For a wing of a given taper ratio, in order not to reduce the chord of the wing tip airfoil proportionally more than that specified by the taper ratio, the wing root airfoil trailing edge (TE) needs to be ever-so-slightly closed up at the TE. Now here's the tricky bit: in order to keep the rate of change of curvature of the wing root airfoil section as similar and as smooth as the 'basic' original airfoil, that change in thickness actually needs to originate from about 5 or 10% chord all the way back to the new, thinner TE.

I had the same issue to overcome in drawing a full size build-able wing for a homebuilt aircraft using the NACA 43012A airfoil. Conveniently, the polynomial curves used to define the basic NACA 4-digit and 5-digit airfoils enable the TE thickness to be modified very easily, by varying the A4 coefficient. Search this forum for 'NACA Airfoil Generator' and have a play to better understand the concept. If your foil is a NACA 6-digit series, I got a long way toward generating those by script, (but nowhere near release) and I can't spend any time on it right now, sorry.
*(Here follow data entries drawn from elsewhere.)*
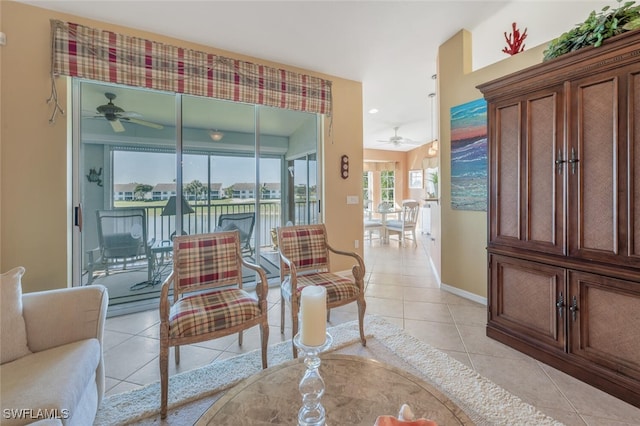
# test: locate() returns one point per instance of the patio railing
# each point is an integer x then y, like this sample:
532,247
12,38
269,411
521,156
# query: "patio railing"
205,219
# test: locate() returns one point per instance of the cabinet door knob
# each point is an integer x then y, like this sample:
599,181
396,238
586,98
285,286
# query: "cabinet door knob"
574,308
560,304
559,162
573,161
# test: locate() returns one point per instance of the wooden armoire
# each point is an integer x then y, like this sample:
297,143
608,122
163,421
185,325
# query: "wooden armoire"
564,213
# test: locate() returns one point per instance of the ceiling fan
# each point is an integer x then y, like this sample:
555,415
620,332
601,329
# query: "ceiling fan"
398,140
114,114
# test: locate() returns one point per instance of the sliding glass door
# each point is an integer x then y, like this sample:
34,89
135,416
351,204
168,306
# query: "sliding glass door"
186,165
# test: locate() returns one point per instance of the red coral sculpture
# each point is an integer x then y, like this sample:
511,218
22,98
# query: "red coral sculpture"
514,41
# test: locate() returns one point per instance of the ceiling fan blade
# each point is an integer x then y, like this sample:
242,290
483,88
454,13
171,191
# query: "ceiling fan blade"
116,125
145,123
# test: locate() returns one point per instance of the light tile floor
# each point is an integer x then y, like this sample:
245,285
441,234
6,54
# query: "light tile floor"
401,288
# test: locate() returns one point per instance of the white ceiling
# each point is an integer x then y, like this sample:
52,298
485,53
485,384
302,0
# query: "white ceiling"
390,46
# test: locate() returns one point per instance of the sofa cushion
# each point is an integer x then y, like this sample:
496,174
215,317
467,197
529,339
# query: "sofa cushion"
54,379
12,326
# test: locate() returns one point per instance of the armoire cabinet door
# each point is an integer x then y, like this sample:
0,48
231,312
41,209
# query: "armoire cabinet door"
604,322
633,178
593,163
528,299
528,209
543,192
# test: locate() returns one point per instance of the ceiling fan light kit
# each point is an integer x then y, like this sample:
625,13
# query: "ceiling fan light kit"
398,140
216,135
114,115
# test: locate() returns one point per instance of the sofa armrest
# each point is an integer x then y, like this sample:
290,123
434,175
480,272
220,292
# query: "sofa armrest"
58,317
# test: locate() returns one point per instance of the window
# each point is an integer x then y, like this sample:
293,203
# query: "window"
367,195
387,185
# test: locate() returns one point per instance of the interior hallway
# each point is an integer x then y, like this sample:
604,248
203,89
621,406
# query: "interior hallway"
401,288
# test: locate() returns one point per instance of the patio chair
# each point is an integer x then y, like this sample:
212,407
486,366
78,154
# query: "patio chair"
371,224
406,223
208,299
304,260
243,222
122,239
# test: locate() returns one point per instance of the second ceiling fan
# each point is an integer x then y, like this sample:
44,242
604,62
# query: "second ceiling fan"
114,114
399,140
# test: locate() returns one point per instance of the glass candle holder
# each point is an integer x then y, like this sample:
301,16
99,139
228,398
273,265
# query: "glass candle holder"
311,386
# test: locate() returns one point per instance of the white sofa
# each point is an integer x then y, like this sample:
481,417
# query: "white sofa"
60,378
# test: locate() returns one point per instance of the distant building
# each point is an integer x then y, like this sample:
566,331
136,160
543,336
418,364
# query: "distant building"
243,190
271,191
124,191
162,191
215,191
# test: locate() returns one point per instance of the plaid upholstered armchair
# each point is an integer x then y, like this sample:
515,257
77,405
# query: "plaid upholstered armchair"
304,260
208,299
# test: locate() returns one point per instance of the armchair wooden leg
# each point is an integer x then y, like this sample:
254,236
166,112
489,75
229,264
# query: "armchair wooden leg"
281,314
294,326
264,335
362,306
164,380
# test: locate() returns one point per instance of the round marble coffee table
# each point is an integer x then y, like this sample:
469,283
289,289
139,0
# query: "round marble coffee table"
357,391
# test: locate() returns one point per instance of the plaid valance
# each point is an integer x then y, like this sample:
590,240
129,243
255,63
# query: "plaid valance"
95,54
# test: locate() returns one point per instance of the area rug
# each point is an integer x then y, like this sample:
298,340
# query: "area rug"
482,400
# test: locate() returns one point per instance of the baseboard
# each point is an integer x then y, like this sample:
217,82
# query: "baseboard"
463,293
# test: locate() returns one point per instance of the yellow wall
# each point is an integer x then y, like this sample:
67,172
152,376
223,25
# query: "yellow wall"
35,184
464,233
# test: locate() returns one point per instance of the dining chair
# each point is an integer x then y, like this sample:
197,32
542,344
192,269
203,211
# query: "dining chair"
406,223
208,299
371,224
304,261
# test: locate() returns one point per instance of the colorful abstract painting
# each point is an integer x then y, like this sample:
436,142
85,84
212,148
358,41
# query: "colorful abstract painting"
469,156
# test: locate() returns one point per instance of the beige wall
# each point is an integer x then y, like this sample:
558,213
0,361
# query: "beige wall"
464,233
35,178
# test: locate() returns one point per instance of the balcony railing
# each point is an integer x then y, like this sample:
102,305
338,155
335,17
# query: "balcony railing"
205,219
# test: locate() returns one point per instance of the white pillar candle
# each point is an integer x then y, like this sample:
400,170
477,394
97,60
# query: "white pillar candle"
313,315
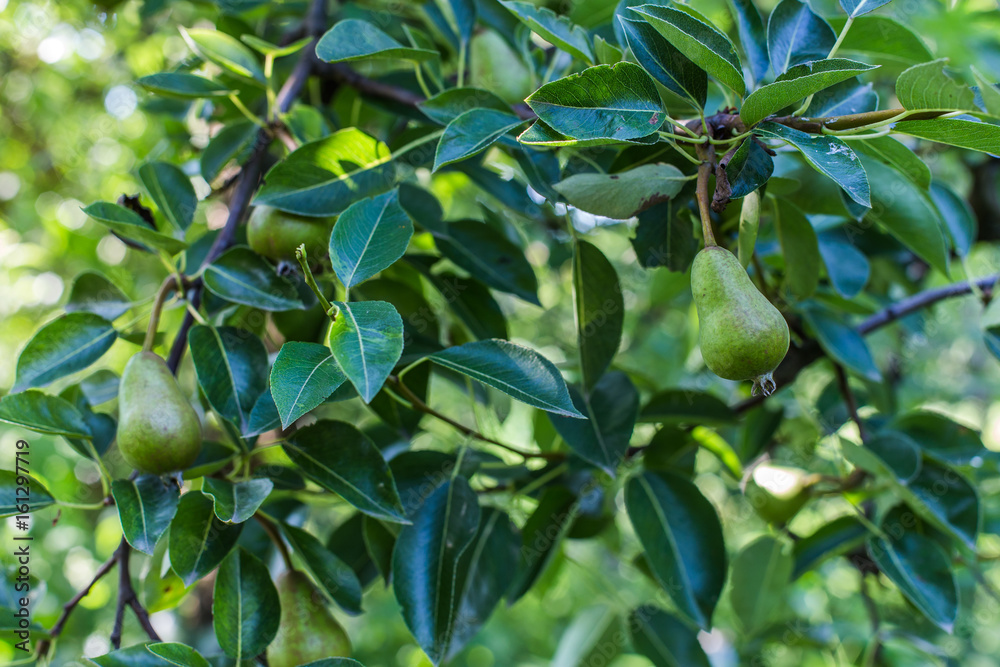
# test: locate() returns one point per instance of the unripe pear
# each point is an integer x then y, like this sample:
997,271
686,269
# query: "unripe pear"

Attached is my NACA 43012A example tapered wing (with washout), made by lofting between root and tip airfoils (of root and chord length specified by the aircraft designer), The root and tip airfoil sections are identical save for chord length and A4 coefficient. Note that the TE thickness is constant along the entire span. I determined the root A4 coefficient (as noted in the object names) simply by trial and error.